NetBen Ramblings about JavaScript and frontend development.

4Jan/10Off

JSoo goes to the fridge

Whilst this blog was accomodating sound space for crickets, JSoo changed a lot since my last post. However a lot has happened since my last post as well, most importantly, YUI3 and google's closure got open sourced as well as ECMAScript edition 5 being published!!! JSoo was a good learning ground (especially to identify low level problems), however it's original purpose is redundant leading me to put JSoo itself into the proverbial fridge.

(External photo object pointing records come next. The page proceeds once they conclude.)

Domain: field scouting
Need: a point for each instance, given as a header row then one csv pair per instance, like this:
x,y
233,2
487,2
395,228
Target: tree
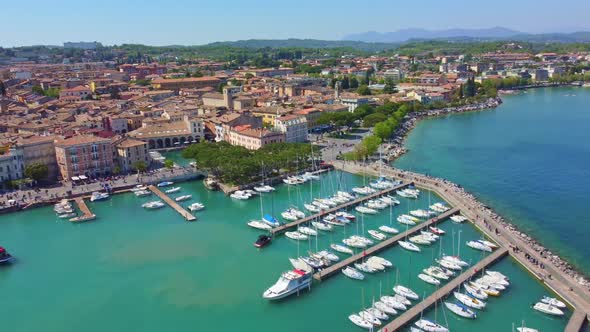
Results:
x,y
140,166
363,90
168,163
36,171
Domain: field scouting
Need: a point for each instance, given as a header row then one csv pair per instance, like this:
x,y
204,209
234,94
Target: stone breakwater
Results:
x,y
396,148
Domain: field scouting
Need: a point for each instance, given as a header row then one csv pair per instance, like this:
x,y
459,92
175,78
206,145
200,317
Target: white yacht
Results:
x,y
430,326
461,310
98,196
153,205
548,309
290,282
352,273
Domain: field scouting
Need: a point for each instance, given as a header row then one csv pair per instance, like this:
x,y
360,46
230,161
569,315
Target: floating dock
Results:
x,y
331,270
173,204
86,213
406,317
346,205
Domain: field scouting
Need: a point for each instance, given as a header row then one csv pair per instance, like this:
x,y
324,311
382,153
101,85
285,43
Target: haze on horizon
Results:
x,y
184,22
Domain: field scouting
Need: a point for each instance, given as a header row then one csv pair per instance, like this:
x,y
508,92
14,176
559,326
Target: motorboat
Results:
x,y
365,210
388,229
428,279
290,282
455,259
405,292
311,208
307,231
98,196
436,230
377,313
194,207
153,205
142,193
448,264
385,308
478,246
363,190
548,309
553,301
478,294
172,190
393,302
352,273
322,226
469,301
341,248
271,221
5,257
346,215
409,246
436,272
364,267
458,218
370,318
360,322
262,241
296,236
381,261
430,326
461,310
264,188
183,198
259,225
377,235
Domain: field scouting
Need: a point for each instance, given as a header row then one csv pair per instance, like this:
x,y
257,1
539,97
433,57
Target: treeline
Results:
x,y
237,165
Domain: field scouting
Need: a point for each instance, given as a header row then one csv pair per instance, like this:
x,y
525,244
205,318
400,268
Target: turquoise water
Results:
x,y
133,269
528,159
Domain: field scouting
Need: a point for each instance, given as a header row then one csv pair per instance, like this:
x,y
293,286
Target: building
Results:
x,y
75,94
253,139
12,165
186,83
293,126
40,150
131,151
84,155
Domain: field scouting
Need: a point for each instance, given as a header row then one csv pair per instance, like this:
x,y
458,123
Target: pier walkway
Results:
x,y
86,213
173,204
331,270
346,205
414,311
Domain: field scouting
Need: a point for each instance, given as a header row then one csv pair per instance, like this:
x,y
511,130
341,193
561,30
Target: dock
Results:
x,y
86,213
173,204
331,270
346,205
406,317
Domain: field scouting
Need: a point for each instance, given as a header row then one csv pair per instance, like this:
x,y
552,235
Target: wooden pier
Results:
x,y
173,204
86,213
406,317
331,270
346,205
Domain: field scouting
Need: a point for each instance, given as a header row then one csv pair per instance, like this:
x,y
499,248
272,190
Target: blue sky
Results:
x,y
186,22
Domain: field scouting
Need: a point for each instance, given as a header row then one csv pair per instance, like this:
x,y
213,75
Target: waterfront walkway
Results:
x,y
86,213
331,270
575,293
173,204
442,292
346,205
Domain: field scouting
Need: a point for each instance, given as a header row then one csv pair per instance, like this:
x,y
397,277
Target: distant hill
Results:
x,y
307,43
495,33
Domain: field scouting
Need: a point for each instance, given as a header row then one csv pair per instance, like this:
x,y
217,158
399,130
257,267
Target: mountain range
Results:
x,y
494,33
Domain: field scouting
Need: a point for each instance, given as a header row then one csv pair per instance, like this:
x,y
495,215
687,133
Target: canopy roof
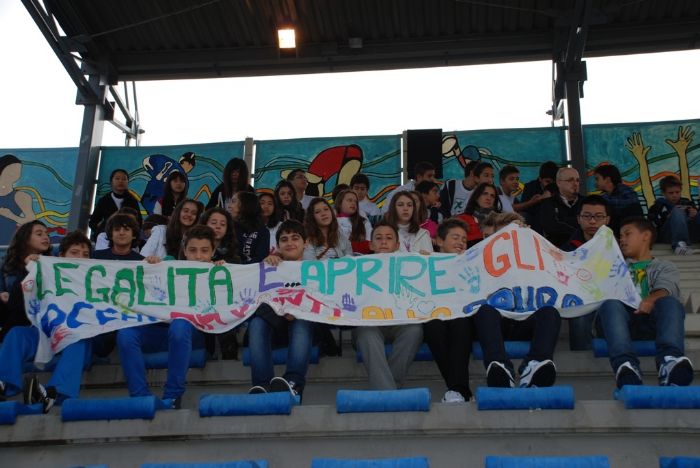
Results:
x,y
179,39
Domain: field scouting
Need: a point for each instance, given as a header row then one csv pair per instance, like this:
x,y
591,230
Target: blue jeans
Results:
x,y
20,346
620,325
176,338
581,332
262,369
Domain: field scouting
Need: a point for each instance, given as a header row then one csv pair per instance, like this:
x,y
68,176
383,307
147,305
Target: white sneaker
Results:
x,y
676,371
453,397
683,249
498,375
538,374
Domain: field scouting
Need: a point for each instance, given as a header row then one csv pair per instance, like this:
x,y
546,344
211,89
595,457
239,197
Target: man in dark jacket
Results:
x,y
558,214
534,193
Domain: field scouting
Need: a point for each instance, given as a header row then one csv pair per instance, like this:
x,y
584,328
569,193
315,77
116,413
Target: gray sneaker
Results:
x,y
627,374
280,384
498,375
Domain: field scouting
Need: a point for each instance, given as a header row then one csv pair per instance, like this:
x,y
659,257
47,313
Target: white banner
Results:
x,y
516,270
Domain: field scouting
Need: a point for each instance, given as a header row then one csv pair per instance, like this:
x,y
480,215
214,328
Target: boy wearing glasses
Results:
x,y
595,212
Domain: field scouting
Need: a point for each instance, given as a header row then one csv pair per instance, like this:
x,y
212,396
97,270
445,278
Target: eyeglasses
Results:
x,y
588,217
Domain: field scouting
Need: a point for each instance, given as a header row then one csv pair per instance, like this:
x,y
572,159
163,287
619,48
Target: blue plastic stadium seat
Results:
x,y
414,462
231,464
679,462
423,353
596,461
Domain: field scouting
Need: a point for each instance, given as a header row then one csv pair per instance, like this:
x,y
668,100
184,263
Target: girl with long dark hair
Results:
x,y
287,203
175,191
108,204
236,178
403,214
30,240
482,201
324,237
355,226
253,236
220,221
270,214
165,240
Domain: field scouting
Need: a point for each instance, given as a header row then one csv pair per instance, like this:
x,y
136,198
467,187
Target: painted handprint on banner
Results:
x,y
349,303
472,278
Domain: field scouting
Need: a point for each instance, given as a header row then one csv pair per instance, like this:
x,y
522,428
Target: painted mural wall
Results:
x,y
38,183
331,161
645,153
149,166
524,148
35,184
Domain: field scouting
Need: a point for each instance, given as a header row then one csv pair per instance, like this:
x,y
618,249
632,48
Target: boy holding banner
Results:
x,y
387,374
450,341
595,213
660,315
177,337
541,328
291,238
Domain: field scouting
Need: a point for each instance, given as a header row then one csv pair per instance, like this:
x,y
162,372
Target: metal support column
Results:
x,y
88,158
576,149
248,147
570,74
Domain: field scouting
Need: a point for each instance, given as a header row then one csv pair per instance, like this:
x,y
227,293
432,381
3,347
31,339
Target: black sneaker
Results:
x,y
29,389
33,392
498,375
257,390
538,374
627,374
50,396
280,384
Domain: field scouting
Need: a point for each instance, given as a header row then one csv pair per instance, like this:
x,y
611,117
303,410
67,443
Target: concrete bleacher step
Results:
x,y
346,369
450,435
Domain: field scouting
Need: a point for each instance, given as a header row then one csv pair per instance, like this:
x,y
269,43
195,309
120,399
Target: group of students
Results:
x,y
422,216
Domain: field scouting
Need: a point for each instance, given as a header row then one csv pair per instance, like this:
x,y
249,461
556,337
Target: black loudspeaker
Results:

Disclaimer: All findings are based on first impressions superimposed on my knowledge and expectations. Please try it out yourself and form your own opinion, beware false prophets!

YUI3

YUI3 is just brilliant, in many ways it killed JSoo, but in my honest opinion, it's a happy death ;) YUI3 is a great allround library and for me "allround" entails a collection of abstractions to work with the DOM, HTTP and browser environments, mechanism(s) to modularize your code and means to "progressively enhance" your websites and applications.  There's still room for immediate improvements though, for example while it's great Yahoo provides their own modules, using your own modules is more work then using YUI's modules simply because you have to repeat and resolve dependencies at "deploy time". I mean, you first need to construct your webapplication(s) sorting dependencies and then you need to sort dependencies again when you want to deploy your code into your website/app.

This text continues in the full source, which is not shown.